I sure hope he didn’t.

That is what it amounted to, y’know. His goal of a hundred grand, by the time he retired, would have equated to just about a million dollars, in the change of his time.

Shhhh! Don’t tell him, though!

Make. It. Stop, Lord!

Lock on the side gate: busted.

Latch on the kitchen door: busted.

Nails on both index fingers: lifting off their beds. Hurts.

Drag my computer into the bedroom, so at least I can put my feet up while playing at blogging and waiting for the locksmith: the phone’s gone.

Search search search around the house. Finally find a phone extension. drag it to bedroom; drop it in its cradle.

Phone jangles: repairman. Says he’s on his way.

Coffee: stone cold.

*****

Adorably handsome repair-dude shows up at the front door.

{sigh!}
Can I carry your tool kit for you all day?
<3

***

He charges off to Home Depot, there to do battle in the hardware department. He apparently imagines I’ll be irked because his bosses charge me enough to cover his gas and his time.

DUDE! If only they knew how much I’d be willing to pay to get you to do this job!

Fortunately, they don’t…

Spavined hip: EXCRUCIATING!

Don’t get old, whatever ya do. When you’re old, you hurt all the time.

Hmmm…

Y’know, another little pain that afflicts you in your old age is sentimentality.

Yesterday, I left the Dog Chariot off at the repair shop up on the corner. Getting home, then, required me to walk through the neighborhood of aging 1950s tract houses that stands just to the north of the ‘Hood.
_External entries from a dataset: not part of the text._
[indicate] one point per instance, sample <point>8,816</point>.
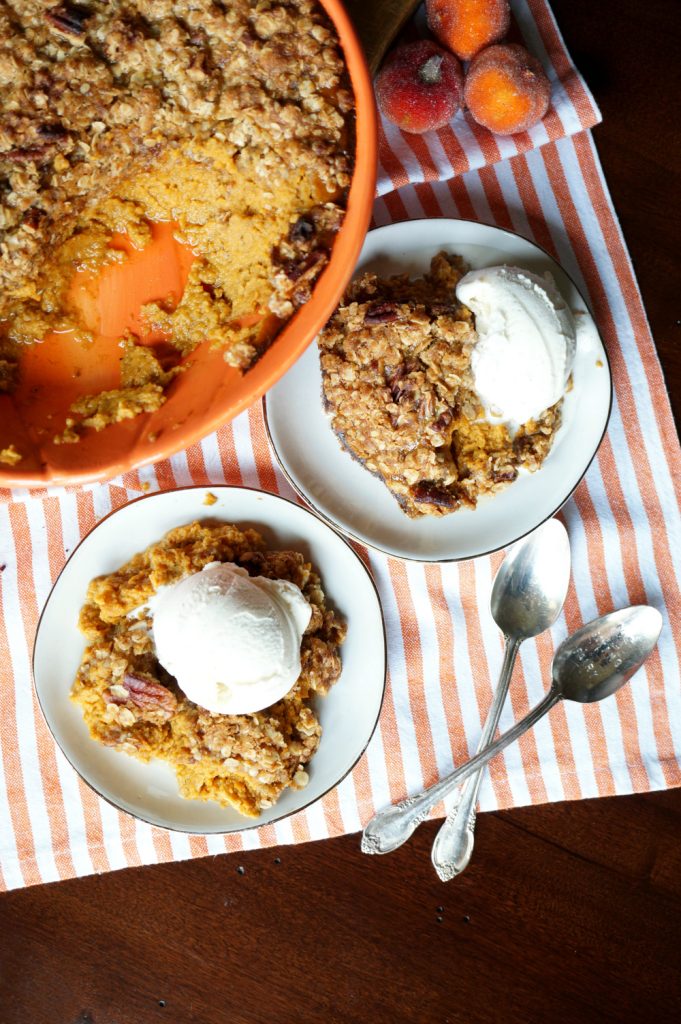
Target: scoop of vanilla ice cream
<point>231,641</point>
<point>525,342</point>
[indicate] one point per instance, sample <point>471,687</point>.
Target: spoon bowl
<point>531,583</point>
<point>590,666</point>
<point>601,656</point>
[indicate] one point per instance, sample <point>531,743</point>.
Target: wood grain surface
<point>568,912</point>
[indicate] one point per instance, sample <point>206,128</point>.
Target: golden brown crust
<point>232,121</point>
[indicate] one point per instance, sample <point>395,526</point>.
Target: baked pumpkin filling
<point>231,123</point>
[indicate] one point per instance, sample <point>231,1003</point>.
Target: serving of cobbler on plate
<point>132,704</point>
<point>396,380</point>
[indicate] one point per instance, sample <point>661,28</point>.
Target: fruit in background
<point>506,89</point>
<point>420,87</point>
<point>465,27</point>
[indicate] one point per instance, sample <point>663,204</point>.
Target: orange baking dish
<point>209,393</point>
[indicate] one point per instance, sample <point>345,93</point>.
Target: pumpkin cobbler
<point>396,380</point>
<point>131,702</point>
<point>232,122</point>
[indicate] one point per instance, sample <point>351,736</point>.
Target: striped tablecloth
<point>444,650</point>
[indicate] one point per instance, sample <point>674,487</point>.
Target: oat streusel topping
<point>395,369</point>
<point>129,701</point>
<point>232,121</point>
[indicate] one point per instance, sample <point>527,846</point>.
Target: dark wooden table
<point>568,912</point>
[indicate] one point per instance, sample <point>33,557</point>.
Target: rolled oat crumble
<point>396,380</point>
<point>129,701</point>
<point>231,121</point>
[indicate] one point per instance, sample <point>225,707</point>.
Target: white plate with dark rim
<point>349,498</point>
<point>348,714</point>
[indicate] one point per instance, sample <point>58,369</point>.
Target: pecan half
<point>69,18</point>
<point>145,694</point>
<point>381,312</point>
<point>428,493</point>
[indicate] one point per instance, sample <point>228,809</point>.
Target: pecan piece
<point>304,267</point>
<point>53,132</point>
<point>506,475</point>
<point>381,312</point>
<point>28,154</point>
<point>428,493</point>
<point>443,420</point>
<point>144,693</point>
<point>69,18</point>
<point>395,379</point>
<point>301,230</point>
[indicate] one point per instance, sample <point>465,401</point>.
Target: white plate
<point>349,498</point>
<point>348,714</point>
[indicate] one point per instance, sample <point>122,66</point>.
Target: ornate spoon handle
<point>454,845</point>
<point>392,826</point>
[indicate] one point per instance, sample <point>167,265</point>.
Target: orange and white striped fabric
<point>444,650</point>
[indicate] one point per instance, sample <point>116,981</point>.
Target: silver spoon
<point>589,666</point>
<point>528,592</point>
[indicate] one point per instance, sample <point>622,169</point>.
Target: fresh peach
<point>465,27</point>
<point>506,89</point>
<point>420,87</point>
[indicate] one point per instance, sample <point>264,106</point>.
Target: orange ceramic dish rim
<point>105,461</point>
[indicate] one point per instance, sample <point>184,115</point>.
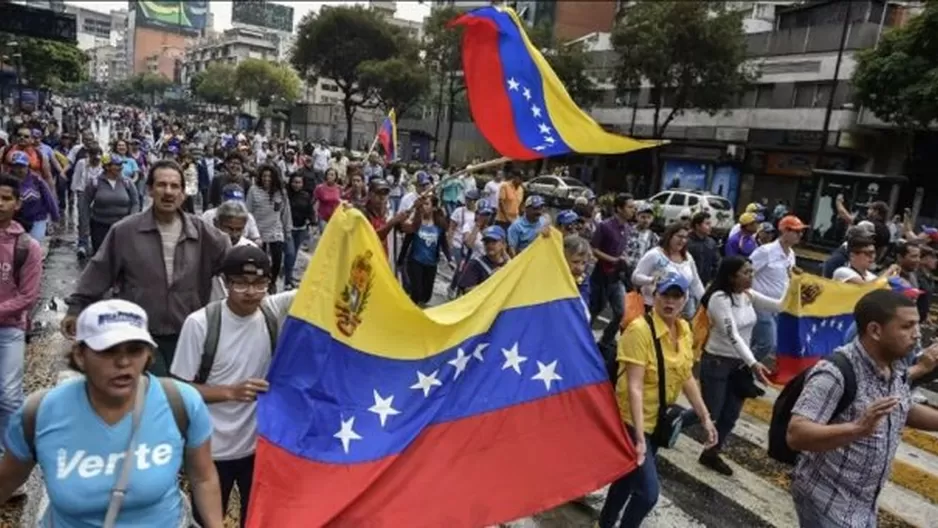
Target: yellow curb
<point>903,474</point>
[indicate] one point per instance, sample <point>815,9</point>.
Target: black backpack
<point>781,411</point>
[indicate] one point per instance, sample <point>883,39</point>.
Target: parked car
<point>557,191</point>
<point>672,202</point>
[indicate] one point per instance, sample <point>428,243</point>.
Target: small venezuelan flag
<point>516,99</point>
<point>387,135</point>
<point>483,410</point>
<point>815,320</point>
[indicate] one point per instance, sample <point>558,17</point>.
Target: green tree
<point>268,83</point>
<point>442,54</point>
<point>898,80</point>
<point>692,54</point>
<point>334,43</point>
<point>47,64</point>
<point>570,62</point>
<point>216,85</point>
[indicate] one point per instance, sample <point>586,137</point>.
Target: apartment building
<point>796,134</point>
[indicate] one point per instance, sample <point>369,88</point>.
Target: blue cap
<point>567,217</point>
<point>493,233</point>
<point>19,158</point>
<point>672,280</point>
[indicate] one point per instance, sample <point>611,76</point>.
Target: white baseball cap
<point>108,323</point>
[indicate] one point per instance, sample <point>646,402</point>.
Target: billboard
<point>263,14</point>
<point>179,17</point>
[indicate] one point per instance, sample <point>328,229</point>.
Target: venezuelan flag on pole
<point>815,319</point>
<point>479,411</point>
<point>387,135</point>
<point>516,99</point>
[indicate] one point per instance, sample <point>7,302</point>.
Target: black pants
<point>98,232</point>
<point>420,278</point>
<point>275,252</point>
<point>240,471</point>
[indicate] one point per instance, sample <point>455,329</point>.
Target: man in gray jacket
<point>161,259</point>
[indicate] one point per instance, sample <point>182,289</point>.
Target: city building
<point>796,135</point>
<point>230,47</point>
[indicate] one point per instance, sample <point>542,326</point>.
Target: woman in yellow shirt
<point>634,495</point>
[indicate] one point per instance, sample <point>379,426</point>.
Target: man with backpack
<point>225,350</point>
<point>20,276</point>
<point>841,422</point>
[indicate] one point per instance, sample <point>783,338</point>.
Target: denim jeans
<point>38,230</point>
<point>297,239</point>
<point>608,288</point>
<point>633,496</point>
<point>12,354</point>
<point>764,335</point>
<point>719,394</point>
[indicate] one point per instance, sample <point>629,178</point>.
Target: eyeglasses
<point>243,287</point>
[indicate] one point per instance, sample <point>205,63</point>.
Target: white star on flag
<point>513,359</point>
<point>459,362</point>
<point>382,407</point>
<point>547,373</point>
<point>477,353</point>
<point>346,434</point>
<point>425,382</point>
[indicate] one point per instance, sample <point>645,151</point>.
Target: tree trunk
<point>439,112</point>
<point>450,120</point>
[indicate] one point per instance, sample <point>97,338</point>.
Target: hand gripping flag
<point>387,135</point>
<point>486,409</point>
<point>516,99</point>
<point>816,316</point>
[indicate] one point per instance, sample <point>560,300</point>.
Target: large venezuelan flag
<point>815,319</point>
<point>516,99</point>
<point>482,410</point>
<point>387,135</point>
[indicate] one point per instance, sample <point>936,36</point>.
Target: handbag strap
<point>120,488</point>
<point>662,396</point>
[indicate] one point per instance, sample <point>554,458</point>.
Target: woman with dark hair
<point>728,364</point>
<point>425,240</point>
<point>670,255</point>
<point>268,202</point>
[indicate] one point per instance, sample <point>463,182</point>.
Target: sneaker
<point>712,460</point>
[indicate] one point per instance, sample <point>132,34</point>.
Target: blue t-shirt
<point>522,232</point>
<point>80,456</point>
<point>424,246</point>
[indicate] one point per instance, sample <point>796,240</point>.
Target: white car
<point>671,203</point>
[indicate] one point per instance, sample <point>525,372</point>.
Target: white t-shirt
<point>243,352</point>
<point>771,265</point>
<point>219,291</point>
<point>846,273</point>
<point>250,227</point>
<point>463,218</point>
<point>490,193</point>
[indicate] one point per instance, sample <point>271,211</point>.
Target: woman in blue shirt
<point>80,433</point>
<point>426,238</point>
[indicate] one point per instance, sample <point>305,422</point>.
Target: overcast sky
<point>411,10</point>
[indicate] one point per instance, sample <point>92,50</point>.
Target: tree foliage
<point>334,43</point>
<point>570,62</point>
<point>898,80</point>
<point>47,64</point>
<point>216,85</point>
<point>266,82</point>
<point>691,53</point>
Gosh, but construction was ticky-tacky in the Good Ole Days!

Prob’ly no worse than it is today, when you come down to it. Tract housing is tract housing is tract housing: is, was, and ever shall be. 😀

Walked past the former home of a favorite old neighbor. WHAT   a nice man! He and his equally pleasant wife moved out generations ago…I wanna say they moved into an old-folkerie. But don’t recall the details.
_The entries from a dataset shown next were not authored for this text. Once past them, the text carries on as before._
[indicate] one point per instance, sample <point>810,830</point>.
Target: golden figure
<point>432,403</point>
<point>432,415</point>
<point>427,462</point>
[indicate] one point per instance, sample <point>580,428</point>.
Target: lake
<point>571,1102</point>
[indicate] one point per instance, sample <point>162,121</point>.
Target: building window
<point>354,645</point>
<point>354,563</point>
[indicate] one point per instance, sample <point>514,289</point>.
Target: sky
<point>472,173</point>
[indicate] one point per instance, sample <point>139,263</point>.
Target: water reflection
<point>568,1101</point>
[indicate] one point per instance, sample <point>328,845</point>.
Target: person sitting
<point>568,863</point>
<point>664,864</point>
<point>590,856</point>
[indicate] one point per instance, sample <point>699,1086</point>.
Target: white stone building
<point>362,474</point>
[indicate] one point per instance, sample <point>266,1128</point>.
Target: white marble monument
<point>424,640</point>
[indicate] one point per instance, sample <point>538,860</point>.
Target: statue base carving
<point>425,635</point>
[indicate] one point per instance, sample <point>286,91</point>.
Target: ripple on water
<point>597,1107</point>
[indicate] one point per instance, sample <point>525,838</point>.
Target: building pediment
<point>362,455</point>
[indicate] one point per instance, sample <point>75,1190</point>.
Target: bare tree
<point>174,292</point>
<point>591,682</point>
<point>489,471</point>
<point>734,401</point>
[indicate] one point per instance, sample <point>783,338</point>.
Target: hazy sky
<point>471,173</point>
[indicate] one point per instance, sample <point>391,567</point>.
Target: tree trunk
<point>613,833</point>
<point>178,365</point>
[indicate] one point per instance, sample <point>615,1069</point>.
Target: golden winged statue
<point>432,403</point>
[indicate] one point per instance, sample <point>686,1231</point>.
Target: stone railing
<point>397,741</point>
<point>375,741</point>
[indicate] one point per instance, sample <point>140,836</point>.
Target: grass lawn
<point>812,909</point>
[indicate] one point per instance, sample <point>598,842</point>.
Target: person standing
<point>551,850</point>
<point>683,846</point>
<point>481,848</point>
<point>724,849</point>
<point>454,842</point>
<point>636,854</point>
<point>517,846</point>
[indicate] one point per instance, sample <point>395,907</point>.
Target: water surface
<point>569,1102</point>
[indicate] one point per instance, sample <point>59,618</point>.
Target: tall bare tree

Sure do miss them, though. They were as nice as you could get.

****

Something there is about the modern American custom of locking up the elderly in old-folkeries. Ugh! What a fate to look forward to!

For what it costs to live in an old folks’ prison, you could hire someone to come in every day, pick up after you, fix the days’ meals, drive you to the grocery store or the quack…  Why lock yourself up to get those privileges?
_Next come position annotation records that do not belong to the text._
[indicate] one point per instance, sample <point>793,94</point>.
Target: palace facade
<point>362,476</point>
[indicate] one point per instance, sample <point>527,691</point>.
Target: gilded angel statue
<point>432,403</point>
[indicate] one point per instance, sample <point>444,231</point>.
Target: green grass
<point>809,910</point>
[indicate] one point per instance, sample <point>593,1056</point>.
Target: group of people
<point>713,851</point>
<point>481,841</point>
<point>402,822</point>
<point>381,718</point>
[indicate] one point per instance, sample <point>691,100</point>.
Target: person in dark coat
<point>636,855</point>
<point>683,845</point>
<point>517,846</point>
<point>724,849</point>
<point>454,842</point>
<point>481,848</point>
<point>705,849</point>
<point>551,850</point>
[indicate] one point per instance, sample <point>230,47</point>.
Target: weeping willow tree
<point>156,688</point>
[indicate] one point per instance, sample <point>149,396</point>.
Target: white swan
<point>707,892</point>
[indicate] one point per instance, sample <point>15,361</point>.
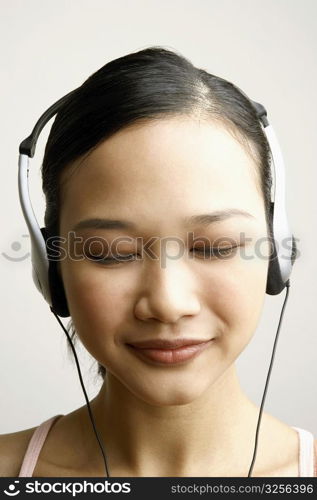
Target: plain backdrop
<point>47,49</point>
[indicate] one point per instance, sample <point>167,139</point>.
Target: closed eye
<point>205,252</point>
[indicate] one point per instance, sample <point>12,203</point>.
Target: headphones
<point>44,270</point>
<point>49,283</point>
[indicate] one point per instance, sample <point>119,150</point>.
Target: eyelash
<point>126,258</point>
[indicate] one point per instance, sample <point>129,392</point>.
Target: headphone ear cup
<point>59,300</point>
<point>275,283</point>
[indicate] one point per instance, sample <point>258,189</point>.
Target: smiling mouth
<point>170,356</point>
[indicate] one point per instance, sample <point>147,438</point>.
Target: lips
<point>166,343</point>
<point>182,350</point>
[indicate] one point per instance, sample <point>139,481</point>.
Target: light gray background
<point>48,48</point>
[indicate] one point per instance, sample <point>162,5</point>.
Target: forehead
<point>161,169</point>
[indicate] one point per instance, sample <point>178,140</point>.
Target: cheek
<point>236,296</point>
<point>99,306</point>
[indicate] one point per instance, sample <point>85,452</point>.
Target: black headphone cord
<point>85,394</point>
<point>262,402</point>
<point>287,284</point>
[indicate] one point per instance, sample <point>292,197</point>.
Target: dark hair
<point>149,84</point>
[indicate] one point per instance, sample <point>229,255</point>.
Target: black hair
<point>153,83</point>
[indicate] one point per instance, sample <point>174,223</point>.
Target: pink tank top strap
<point>34,447</point>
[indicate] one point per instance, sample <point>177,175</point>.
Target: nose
<point>167,294</point>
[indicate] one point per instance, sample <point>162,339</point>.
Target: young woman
<point>162,172</point>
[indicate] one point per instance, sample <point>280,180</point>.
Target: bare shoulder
<point>12,449</point>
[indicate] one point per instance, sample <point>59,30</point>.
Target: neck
<point>211,436</point>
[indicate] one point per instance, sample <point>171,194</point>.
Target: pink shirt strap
<point>34,448</point>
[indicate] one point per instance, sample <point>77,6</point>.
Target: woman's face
<point>156,176</point>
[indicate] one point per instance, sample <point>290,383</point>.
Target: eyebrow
<point>202,219</point>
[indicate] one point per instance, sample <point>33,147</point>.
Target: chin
<point>165,396</point>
Learned this from The Cleaning Lady from Heaven, who (it develops) has done exactly that kind of thing.

So…I sit around wondering about my father: could he have stayed in his cute little Sun City home until he arrived at his last days and hours?

Hm.

Possibly. But we have this huge difference between him and me: he went to sea all his adult life. Ran away from home at 17, lied about his age, and joined the Navy. From there on, he shipped out by way of making his living.

Hence, two major differences, temperamentally, between him and me:

* He did not mind institutional living. For him: bad food, annoying noise from fellow inmates, daily schedules determined by someone else: those were just normal life. For me: that kinda stuff drives me nuts.

* And he had a wife (until she smoked herself into the grave). She did the shopping. She did the cooking. She did the cleaning. She did the budgeting. She organized their social life.

Hm. As for moi…. I have no problem with cooking — actually, I rather enjoy it. I hire out the cleaning, the yardwork, and the bookkeeping. As for a social life…whazzat?

****
Ah hah!

Here’s part of my social life, right now: An adorable young workman.

He’s here to replace the worn-out deadbolt on the back door.

That’s good.

Also good: he’s more than adequately scenic.

*********

The gorgeous creature replaced the kaput deadbolt — and did so with a piece that matches the rest of the kitchen hardware in color and finish. To accomplish that, he made a trek to Home Depot, one of my very least favorite activities.

Came back with a new lock set, took out the sad old one, installed the new one…et voilà!